Analyzing Healthcare AR: Reviewing underlying patient data is critical

The owners of several dialysis clinics sold all of their holdings to a national provider, retaining only accounts receivable (AR) prior to the closing date. The parties disputed this amount and the seller sued for breach of contract, claiming retained AR of over $2.8 million. The jury awarded $750,000 and the defendant appealed, arguing the plaintiffs’ expert’s calculations were unreliable under the Texas analogue to Rule 702 of the Federal Rules of Evidence.

The appellate court first noted that Texas has adopted a Daubert-type test, essentially requiring an expert’s theory to be testable, objective, peer-reviewed, and generally accepted among the professional’s community. In this case, the plaintiffs’ expert described his calculations as “very straight-forward.” He simply took the percentage of payments on past billings and applied that to the outstanding AR balances for private billings as well as Medicare payable.

For example, he assumed that private patients who had paid all or some of their past bills would continue to pay their current balances in the same all or percentage portion. Similarly, he assumed that Medicare and secondary insurers would continue to pay current accounts as they had in the past.

However, the expert did not review any of the underlying patient documentation, including the explanation of patient benefits from Medicare or other insurers. Neither did he age or write down any of the accounts, or conduct any independent analysis to determine the effects of aging. This failure to examine the underlying patient data rendered his assumptions speculative and his methodology unreliable, the court found.
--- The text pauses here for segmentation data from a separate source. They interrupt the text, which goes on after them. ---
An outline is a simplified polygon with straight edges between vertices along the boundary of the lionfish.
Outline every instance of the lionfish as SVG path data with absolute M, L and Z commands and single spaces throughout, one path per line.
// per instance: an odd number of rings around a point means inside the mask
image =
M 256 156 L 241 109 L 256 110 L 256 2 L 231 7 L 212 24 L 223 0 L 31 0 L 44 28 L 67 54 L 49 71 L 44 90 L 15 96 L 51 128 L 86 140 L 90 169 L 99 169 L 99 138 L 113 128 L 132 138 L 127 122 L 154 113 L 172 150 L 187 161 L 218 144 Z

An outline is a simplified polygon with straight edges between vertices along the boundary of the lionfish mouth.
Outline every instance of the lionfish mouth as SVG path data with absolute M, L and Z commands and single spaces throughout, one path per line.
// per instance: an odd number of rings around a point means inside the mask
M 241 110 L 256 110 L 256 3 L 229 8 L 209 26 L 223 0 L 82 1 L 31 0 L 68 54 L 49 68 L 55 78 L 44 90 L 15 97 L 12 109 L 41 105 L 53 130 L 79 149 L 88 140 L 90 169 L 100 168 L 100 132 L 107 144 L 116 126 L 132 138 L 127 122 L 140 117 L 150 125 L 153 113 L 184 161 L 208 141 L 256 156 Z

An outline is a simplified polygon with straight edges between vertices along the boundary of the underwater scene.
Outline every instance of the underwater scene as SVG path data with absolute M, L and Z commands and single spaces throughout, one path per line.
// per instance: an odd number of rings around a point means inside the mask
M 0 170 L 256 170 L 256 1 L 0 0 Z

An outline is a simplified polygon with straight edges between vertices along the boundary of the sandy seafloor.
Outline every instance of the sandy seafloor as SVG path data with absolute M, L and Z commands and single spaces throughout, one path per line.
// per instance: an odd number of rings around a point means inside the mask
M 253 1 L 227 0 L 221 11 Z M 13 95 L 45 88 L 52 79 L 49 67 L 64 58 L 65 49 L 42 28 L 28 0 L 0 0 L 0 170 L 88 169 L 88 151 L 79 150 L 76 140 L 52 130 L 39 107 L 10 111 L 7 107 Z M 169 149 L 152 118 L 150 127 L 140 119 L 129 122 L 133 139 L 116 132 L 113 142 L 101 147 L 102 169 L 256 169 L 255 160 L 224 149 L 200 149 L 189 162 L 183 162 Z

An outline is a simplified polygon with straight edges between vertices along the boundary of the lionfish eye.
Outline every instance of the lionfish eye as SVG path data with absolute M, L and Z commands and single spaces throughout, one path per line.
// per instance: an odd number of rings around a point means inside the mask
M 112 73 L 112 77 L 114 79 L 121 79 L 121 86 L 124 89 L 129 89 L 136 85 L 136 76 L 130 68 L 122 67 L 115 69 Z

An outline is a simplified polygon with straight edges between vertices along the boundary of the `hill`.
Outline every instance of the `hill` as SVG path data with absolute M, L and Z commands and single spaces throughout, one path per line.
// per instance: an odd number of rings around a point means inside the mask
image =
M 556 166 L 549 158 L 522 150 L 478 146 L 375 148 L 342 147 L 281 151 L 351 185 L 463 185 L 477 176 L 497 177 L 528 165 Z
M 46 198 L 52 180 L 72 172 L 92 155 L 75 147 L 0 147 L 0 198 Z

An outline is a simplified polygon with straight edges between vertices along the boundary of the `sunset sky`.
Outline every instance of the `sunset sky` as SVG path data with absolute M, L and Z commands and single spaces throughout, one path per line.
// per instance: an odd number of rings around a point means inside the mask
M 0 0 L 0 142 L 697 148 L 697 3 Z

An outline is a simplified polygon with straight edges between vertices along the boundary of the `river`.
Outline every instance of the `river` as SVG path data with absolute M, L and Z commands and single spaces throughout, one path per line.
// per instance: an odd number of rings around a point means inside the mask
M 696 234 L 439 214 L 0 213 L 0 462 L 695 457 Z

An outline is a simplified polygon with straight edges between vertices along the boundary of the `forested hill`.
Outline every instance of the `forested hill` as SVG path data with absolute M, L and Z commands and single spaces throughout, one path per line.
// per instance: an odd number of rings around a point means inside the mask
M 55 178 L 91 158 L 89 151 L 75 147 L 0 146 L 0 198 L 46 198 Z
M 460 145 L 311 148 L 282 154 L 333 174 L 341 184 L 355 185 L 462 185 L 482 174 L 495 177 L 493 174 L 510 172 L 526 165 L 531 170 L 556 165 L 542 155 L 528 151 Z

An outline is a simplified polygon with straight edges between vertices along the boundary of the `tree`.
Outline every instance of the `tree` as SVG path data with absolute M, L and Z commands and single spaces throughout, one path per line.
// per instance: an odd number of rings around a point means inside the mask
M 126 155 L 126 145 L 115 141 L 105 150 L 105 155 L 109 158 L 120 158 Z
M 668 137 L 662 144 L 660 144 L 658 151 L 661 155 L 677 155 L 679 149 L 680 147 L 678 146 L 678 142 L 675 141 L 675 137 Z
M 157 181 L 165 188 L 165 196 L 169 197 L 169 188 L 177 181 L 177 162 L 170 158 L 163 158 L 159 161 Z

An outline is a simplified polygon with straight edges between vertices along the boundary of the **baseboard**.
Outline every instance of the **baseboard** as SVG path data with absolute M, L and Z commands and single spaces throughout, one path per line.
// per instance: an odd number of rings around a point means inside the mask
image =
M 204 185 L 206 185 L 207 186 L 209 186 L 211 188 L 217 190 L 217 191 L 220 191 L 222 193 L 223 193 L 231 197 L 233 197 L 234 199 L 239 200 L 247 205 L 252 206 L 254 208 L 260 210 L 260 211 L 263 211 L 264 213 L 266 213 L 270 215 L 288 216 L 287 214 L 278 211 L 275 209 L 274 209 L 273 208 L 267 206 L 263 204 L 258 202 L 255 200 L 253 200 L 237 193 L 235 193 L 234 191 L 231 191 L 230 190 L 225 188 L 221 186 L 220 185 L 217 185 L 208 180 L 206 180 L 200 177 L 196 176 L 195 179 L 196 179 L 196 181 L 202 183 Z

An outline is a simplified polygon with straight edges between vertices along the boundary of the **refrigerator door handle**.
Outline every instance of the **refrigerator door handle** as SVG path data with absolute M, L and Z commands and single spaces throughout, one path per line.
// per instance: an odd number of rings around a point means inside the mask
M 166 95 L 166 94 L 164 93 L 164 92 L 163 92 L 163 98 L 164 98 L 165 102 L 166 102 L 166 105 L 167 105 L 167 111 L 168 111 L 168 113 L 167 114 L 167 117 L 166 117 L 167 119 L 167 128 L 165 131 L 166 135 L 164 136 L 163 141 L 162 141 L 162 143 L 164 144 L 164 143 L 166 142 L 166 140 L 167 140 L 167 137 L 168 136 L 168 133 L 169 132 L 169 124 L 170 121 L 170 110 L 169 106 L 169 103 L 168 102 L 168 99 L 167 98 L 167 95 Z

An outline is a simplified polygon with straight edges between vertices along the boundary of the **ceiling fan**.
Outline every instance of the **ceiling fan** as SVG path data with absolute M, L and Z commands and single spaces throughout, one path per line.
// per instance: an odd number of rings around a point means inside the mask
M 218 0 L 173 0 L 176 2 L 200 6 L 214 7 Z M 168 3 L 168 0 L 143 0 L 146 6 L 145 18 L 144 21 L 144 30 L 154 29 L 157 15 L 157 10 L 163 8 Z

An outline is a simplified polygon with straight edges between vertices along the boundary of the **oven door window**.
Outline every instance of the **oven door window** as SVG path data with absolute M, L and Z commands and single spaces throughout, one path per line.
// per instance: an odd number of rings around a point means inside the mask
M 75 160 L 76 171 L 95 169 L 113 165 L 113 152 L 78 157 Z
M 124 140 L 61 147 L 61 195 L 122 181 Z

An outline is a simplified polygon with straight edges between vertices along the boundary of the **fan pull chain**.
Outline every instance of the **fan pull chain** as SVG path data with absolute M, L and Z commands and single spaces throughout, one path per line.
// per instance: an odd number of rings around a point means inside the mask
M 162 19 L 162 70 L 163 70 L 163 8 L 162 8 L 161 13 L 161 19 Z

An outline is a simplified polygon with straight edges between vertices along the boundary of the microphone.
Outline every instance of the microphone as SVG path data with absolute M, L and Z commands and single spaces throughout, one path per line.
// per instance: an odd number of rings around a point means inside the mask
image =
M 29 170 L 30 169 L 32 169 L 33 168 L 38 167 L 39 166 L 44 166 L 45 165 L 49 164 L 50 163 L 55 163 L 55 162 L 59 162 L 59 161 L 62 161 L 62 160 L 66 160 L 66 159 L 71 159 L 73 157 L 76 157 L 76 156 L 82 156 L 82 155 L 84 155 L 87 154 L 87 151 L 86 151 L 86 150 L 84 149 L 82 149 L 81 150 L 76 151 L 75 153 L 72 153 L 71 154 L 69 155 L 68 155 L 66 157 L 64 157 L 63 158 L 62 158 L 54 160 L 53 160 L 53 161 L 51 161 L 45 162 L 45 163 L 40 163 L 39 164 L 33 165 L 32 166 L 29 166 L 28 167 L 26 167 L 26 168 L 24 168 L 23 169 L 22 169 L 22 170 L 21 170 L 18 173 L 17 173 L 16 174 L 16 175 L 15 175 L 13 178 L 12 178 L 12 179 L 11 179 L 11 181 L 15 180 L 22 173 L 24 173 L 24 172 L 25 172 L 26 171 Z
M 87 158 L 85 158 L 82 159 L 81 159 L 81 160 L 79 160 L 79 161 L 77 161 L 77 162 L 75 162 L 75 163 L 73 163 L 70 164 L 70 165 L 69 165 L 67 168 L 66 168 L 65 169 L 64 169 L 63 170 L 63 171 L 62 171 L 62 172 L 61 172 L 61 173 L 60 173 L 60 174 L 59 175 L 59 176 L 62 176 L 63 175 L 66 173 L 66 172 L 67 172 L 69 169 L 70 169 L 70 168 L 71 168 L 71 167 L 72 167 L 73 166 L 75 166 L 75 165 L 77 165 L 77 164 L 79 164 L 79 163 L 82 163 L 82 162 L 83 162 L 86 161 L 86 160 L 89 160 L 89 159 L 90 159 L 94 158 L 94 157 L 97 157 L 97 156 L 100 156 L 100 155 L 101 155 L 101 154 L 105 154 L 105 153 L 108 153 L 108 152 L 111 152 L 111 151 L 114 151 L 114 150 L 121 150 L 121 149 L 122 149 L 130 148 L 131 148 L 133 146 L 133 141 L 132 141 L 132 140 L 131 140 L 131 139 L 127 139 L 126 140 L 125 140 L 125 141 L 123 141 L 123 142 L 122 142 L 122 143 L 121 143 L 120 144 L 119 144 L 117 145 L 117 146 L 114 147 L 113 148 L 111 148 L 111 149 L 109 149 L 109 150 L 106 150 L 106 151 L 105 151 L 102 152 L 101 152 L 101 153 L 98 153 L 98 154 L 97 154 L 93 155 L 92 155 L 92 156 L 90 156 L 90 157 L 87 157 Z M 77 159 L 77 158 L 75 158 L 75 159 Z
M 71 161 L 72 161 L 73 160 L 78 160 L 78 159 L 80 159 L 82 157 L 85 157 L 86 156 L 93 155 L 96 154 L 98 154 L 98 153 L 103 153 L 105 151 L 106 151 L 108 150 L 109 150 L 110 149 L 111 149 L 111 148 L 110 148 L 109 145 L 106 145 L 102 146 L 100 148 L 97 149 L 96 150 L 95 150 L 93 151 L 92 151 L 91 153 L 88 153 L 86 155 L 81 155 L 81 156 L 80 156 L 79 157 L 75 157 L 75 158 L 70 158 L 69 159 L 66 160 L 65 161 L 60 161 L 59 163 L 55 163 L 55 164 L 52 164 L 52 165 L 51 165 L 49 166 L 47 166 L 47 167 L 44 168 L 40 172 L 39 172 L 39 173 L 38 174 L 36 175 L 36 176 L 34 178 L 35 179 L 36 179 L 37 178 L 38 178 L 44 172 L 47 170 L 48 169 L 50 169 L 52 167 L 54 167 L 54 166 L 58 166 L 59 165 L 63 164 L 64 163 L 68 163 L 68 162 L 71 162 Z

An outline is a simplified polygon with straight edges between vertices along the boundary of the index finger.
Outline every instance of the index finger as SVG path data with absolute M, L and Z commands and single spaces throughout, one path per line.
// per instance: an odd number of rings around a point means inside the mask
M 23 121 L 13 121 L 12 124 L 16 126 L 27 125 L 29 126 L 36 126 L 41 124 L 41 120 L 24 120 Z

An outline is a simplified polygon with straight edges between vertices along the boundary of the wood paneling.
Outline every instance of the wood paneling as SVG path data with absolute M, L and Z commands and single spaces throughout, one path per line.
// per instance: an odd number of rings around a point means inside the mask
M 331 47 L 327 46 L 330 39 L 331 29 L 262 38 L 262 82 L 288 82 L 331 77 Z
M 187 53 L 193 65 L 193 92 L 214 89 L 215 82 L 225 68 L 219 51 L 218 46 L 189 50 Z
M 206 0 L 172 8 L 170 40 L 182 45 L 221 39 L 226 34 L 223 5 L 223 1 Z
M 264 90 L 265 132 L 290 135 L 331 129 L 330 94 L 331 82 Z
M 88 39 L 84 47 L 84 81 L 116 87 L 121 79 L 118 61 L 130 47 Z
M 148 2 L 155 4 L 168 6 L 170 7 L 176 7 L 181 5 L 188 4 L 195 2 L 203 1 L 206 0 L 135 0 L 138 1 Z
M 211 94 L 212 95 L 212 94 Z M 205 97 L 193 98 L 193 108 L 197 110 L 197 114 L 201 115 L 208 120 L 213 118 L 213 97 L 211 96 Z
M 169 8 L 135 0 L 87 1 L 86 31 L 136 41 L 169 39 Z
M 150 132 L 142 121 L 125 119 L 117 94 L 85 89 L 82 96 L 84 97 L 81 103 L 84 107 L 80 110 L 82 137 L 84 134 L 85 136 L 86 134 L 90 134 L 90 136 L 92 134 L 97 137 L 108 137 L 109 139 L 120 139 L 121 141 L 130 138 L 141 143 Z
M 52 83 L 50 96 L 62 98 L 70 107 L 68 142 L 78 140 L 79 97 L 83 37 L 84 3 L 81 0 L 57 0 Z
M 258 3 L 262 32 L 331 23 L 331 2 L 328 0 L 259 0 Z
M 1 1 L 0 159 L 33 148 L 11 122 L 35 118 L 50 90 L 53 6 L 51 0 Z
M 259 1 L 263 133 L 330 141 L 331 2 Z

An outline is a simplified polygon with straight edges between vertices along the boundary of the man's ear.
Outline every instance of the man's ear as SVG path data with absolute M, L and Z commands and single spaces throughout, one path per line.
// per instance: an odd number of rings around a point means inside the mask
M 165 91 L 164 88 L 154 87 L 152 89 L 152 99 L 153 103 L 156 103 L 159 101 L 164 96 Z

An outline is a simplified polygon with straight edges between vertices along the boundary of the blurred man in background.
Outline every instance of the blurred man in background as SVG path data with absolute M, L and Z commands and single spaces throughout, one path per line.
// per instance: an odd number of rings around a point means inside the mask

By contrast, the defendant’s expert—a specialist in health care receivables and dialysis centers in particular—examined the payor contracts and Medicare guidelines as well as individual patient files and history. He explained the many reasons for reduced or nonpayment by third parties, such as varying reimbursement rates; varying patient coverage and contracts; and lapsed coverage.

In fact, the key problem with the plaintiffs’ expert was his assumption that a patient’s health care coverage was the same throughout a certain time period, “which doesn’t happen,” the rebuttal expert said.

The rebuttal expert also pulled eight Medicare patient files to demonstrate specific instances in which the plaintiff’s expert had missed critical data or overstated the receivable. This testimony showed that the patient records were available to the plaintiff’s expert, to at least test his assumptions, but he declined to do so. As a result, his analysis was “subjective, his assumptions were unfounded, his opinion has not been subject to peer review, and his technique has an unknown rate of error,” the court held.

Moreover, the expert had apparently developed his opinion purely for use in litigation, making it more prone to bias, and the court dismissed the jury’s award.